Big data analytics – DNA-HIVE

Big data analytics

Our big data analytical platform provides solutions addressing challenges in various regulatory, healthcare and biomedical research areas. HIVE has dozens of algorithms and hundred+ pipelines addressing challenges from the variety of computational healthcare and biomedical research areas. We also conduct study specific analyses whenever required

AI/ML analytics for clinical research

Aside from image analysis using automated algorithms, we use AI/ML methods whenever there is need to consider complex interactions between predictors and need to identify patient populations among whom the treatment works best. The information may help clinicians understand population-specific treatment effect better and assist with clinical decision making.

Distributed analytics

We have developed methodologies that enable the distributed analysis of national and international data sources. When using this approach, a standardized data extraction program is implemented and distributed to participating data partners. Each partner then only runs the program on their data with no new analytic effort. The programs generate completely de-identified data summaries that are sent back to the data coordinating center. Data are then combined using multivariable hierarchical models to evaluate comparative outcomes of therapeutics including analyses of effects in all pre-specified subgroups.

Data linkage tools

To advance linkages between clinical trials, registries and routinely available data sources (e.g. claims and administrative data), our partners are continuously developing and refining linkage algorithms. We have tools for anonymous linkages to augment the research capacities of registries and trials by bringing together trials, registries, claims data, and electronic health records.

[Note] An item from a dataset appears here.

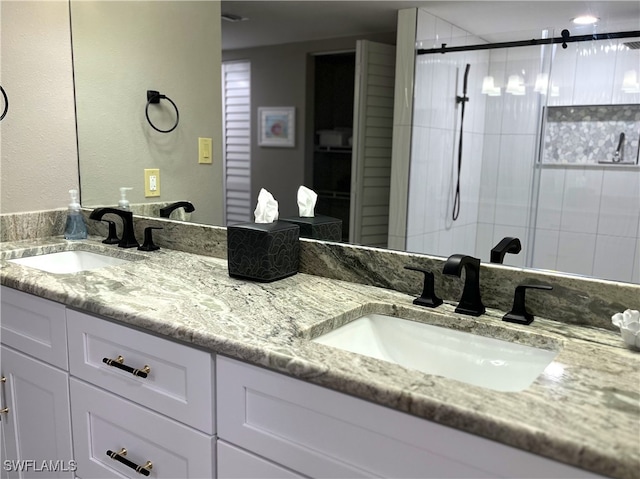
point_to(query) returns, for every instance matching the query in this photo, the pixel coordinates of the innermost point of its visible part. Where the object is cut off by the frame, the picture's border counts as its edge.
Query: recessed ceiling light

Our data linkages with indirect identifiers are reliable with high sensitivity and accuracy. The linkages are often very cost-effective way to obtain long-term outcomes and enable long-term surveillance for technologies.

Natural Language processing 

Natural language processing (NLP) is incorporated into select HIVE automated algorithms. We have well developed algorithms for analyses of passive reporting systems maintained by FDA such as Vaccine Adverse Event Reporting System (VAERS) and Manufacturer and User Facility Device Experience (MAUDE). NLP is a valuable method that can be used to parse unstructured text data and extract information from adverse event reporting systems, medical notes, radiology reports. NLP can be efficient and labor saving for processing large amount of text data. We are currently developing additional algorithms for NLP use that will help advance the registries and EHRs based surveillance systems. We have a federally funded study focusing on cancer data collection to enhance efficiency and sustainability of research networks in cancer surgery and interventions.

Claims data analytics

In collaboration with our partners, we have global leadership in using administrative databases for technology/device safety and effectiveness evaluation. When working with these data sources clinical knowledge and using clinical and scientific judgment is critical due to limitations of the data. Asking answerable clinical questions requires not only collaboration of clinicians with methodologists but also continuously training methodologists in medicine and surgery and clinicians in methodology. We have leading experts with decades of expertise and our core experts have done over 250 studies using administrative databases in the past 5 years alone. We recently completed the transition from ICD 9 to ICD 10 which is critical for database research in the modern era. Many conditions and events have been defined and translated to ICD 10 algorithms to support research. We conduct validation studies of new coding definitions to verify their clinical accuracy.

Active surveillance

The concept of active surveillance includes organization of entire data system based on real world evidence. However, it is important to have analytic tools that enable automation in analyses using ‘plug and play’ algorithms. To support this methodology including the need for long-term surveillance HIVE has developed flexible tools to provide users with timely and comprehensive evaluations of medical technology safety signals. There are tools using mobile platform for direct data collection and also tools for continuous data feeds from registries or other real world data systems. Our methodology is robust and we continuously improve it. We have incorporated all known tools for outlier detection and partnered with leading experts for including risk adjusted automated surveillance algorithms such as DELTA system.

Meta-analyses

We conduct comprehensive evidence syntheses/meta-analyses after thorough evaluation of risk of bias and heterogeneity of data. Using clinical and scientific judgement is critical for conducting meta-analyses. Our team contributed and advised the stakeholders in many high-profile meta-analyses related to technology safety and effectiveness. Choosing the right model is critical and may have a major impact on estimate of the effect. Hence, we carefully consider the models (e.g. fixed vs random effect) and use of advanced methods such as network meta-analyses, distributed data analyses/pooling and Bayesian approaches. We have conducted evidence syntheses using both published data and individual patient data (IPD) from clinal trials. Whenever appropriate, we conduct cross-design evidence syntheses to take advantage of all available information.